GREEK MYTH AND JUNGIAN ARCHETYPES
John's
dreams becomes the stuff of what Joseph Campbell termed “The Hero's
Journey,” with images from Greek myths and Medieval legends. During one
outing with that beautiful dream lady, Abberlaine Arrol, John is asked
about his belief in and his desire to see a Kingdom and a City.
Does
Miss Abberlaine Arrol function for John as his unconscious feminine
side, what Jung termed the anima? And what are we to make of
Abberlaine's drawing, the one she created while on their outing?
John
inspects Abberlaine's finish artwork: “The broad platform of the
marshalling yard has been sketched in, then altered; the lines and
tracks look like creepers in a jungle, all fallen to the floor. The
trains are grotesque, gnarled things, like giant maggots or decaying
tree trunks; about, the girders and tubes becomes branches and boughs,
disappearing into smoke rushing from the jungle floor; a giant, infernal
forest. One engine has become a monster, rearing out of the ground; a
snarling, fiery lizard. The small, terrified figure of a man runs from
it, his miniature face just visible, twisted in a shriek of terror.”
SURPRISE!
Iain
Banks must have enjoyed many chuckles writing the section where John
returns to his apartment only to find a crew of Bridge employees carting
all of his possessions out. He's being relocated to a lower section
with lower status and much lower weekly allowance. John confronts the
foreman but it's no use – the foreman shows John the order signed by Dr.

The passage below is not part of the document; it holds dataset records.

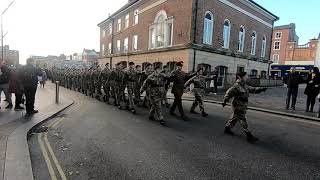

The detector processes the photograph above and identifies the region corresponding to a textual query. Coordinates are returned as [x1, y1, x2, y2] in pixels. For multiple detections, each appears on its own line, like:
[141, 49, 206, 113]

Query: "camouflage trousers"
[226, 106, 249, 132]
[149, 96, 163, 121]
[191, 88, 204, 112]
[127, 82, 135, 110]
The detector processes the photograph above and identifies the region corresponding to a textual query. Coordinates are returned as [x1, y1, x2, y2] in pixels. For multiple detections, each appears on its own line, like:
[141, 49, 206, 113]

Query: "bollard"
[56, 81, 59, 104]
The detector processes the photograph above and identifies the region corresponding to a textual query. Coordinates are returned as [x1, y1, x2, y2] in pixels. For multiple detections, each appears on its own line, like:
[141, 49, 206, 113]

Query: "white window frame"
[124, 14, 130, 29]
[117, 40, 121, 53]
[273, 41, 281, 51]
[274, 32, 282, 39]
[133, 9, 139, 25]
[238, 26, 246, 52]
[117, 18, 121, 32]
[203, 11, 214, 45]
[108, 43, 112, 54]
[222, 19, 231, 49]
[109, 23, 112, 35]
[272, 54, 280, 64]
[149, 10, 174, 49]
[101, 44, 105, 56]
[261, 36, 267, 58]
[132, 35, 138, 52]
[123, 37, 129, 52]
[250, 31, 257, 56]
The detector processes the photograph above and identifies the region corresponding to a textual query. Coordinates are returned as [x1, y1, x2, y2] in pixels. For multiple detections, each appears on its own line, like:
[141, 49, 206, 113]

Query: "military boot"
[224, 126, 234, 136]
[246, 132, 259, 143]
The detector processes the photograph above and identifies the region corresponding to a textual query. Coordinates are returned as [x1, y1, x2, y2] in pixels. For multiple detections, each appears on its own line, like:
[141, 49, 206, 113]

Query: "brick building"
[98, 0, 278, 86]
[271, 23, 320, 66]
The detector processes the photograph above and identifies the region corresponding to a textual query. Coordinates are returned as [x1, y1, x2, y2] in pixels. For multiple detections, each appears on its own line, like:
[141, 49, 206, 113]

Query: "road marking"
[44, 132, 67, 180]
[38, 133, 57, 180]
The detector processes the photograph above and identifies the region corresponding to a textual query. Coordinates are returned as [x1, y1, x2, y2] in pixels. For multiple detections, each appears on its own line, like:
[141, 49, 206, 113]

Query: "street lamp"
[0, 0, 15, 61]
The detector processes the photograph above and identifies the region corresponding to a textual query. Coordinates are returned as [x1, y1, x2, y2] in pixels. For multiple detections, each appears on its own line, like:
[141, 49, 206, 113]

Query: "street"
[29, 87, 320, 180]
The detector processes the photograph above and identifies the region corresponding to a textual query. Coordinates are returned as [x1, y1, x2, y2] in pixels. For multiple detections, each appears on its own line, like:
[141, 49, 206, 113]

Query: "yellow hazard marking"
[38, 133, 57, 180]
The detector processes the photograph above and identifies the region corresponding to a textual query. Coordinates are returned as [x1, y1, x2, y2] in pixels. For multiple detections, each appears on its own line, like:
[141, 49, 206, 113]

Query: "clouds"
[0, 0, 127, 62]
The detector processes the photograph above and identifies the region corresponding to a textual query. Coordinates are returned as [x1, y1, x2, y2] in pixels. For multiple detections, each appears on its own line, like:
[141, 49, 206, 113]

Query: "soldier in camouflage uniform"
[185, 67, 211, 117]
[134, 65, 143, 104]
[222, 72, 267, 143]
[140, 64, 166, 126]
[123, 62, 137, 114]
[99, 63, 111, 103]
[140, 63, 153, 107]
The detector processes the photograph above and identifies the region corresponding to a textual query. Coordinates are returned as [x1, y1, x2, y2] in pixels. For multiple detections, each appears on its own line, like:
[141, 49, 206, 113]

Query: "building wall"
[197, 0, 273, 60]
[271, 29, 290, 64]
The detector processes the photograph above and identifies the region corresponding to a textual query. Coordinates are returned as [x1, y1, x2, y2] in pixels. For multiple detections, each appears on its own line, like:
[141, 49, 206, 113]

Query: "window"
[109, 23, 112, 35]
[132, 35, 138, 51]
[251, 32, 257, 55]
[133, 9, 139, 25]
[108, 43, 112, 54]
[117, 40, 121, 52]
[261, 36, 267, 58]
[123, 38, 129, 52]
[238, 26, 246, 52]
[272, 54, 279, 64]
[101, 44, 105, 56]
[273, 41, 281, 50]
[203, 11, 213, 45]
[149, 11, 173, 48]
[275, 32, 282, 39]
[223, 19, 230, 49]
[124, 14, 129, 28]
[118, 19, 121, 32]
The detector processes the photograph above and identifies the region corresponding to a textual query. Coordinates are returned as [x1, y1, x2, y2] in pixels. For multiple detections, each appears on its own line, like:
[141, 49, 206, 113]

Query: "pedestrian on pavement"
[40, 70, 48, 88]
[286, 67, 302, 110]
[21, 58, 42, 116]
[0, 61, 13, 109]
[304, 67, 320, 112]
[9, 65, 24, 110]
[222, 72, 267, 143]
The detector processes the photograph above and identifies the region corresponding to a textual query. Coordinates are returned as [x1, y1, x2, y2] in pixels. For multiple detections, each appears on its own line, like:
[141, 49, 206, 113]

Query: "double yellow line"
[38, 118, 67, 180]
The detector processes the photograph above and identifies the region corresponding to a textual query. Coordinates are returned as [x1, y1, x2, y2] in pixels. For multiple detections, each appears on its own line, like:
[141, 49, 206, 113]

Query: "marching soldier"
[140, 64, 166, 126]
[185, 67, 212, 117]
[170, 61, 196, 121]
[124, 62, 137, 114]
[222, 72, 267, 143]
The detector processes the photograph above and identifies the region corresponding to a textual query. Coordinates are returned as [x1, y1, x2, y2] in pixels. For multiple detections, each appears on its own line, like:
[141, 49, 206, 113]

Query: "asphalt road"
[29, 86, 320, 180]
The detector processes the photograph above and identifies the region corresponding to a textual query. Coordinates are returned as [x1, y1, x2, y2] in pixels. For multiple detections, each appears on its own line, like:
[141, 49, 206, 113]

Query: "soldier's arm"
[223, 85, 238, 103]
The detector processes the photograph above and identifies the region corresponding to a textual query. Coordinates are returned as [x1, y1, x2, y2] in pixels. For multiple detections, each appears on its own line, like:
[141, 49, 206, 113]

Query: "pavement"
[28, 84, 320, 180]
[0, 83, 73, 180]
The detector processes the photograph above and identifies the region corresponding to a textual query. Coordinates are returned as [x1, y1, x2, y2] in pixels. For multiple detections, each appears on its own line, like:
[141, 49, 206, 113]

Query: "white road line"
[38, 133, 57, 180]
[44, 132, 67, 180]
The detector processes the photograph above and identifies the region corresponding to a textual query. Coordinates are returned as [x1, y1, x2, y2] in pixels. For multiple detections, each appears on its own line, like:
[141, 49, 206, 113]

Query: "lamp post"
[0, 0, 14, 61]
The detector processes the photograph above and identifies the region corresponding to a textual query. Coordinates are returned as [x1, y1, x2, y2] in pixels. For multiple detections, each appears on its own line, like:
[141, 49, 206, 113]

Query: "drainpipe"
[192, 0, 199, 72]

Joyce. Ahhh! And then, the final insult: the foreman demands John
surrender the very cloths he's wearing and is handed a pair of low
status green overalls. And the insults continue as John attempts to
reclaim a shred of respectability. I could hardly stop laughing.
MASHING OF LANGUAGE
At
different points in the narrative, dream within dream, John's language
veers off into heavy Scottish brogue. “Noaw, ahm doin no to bad these
days; servies mutch in dimand like thay say; maynly becoz all these
wizerds an that are so fukin sofistikaytit that they fogett theeir sum.”
Yet another reason why John's doctor shares the same surname as James
Joyce.
SOCIAL CONSTRUCTION OF REALITY
Will John be given a
choice: stick with his coma dream or rejoin our more conventional dream,
you know, the one we all share, the one where you're reading this
review on your screen? For Iain Banks to tell.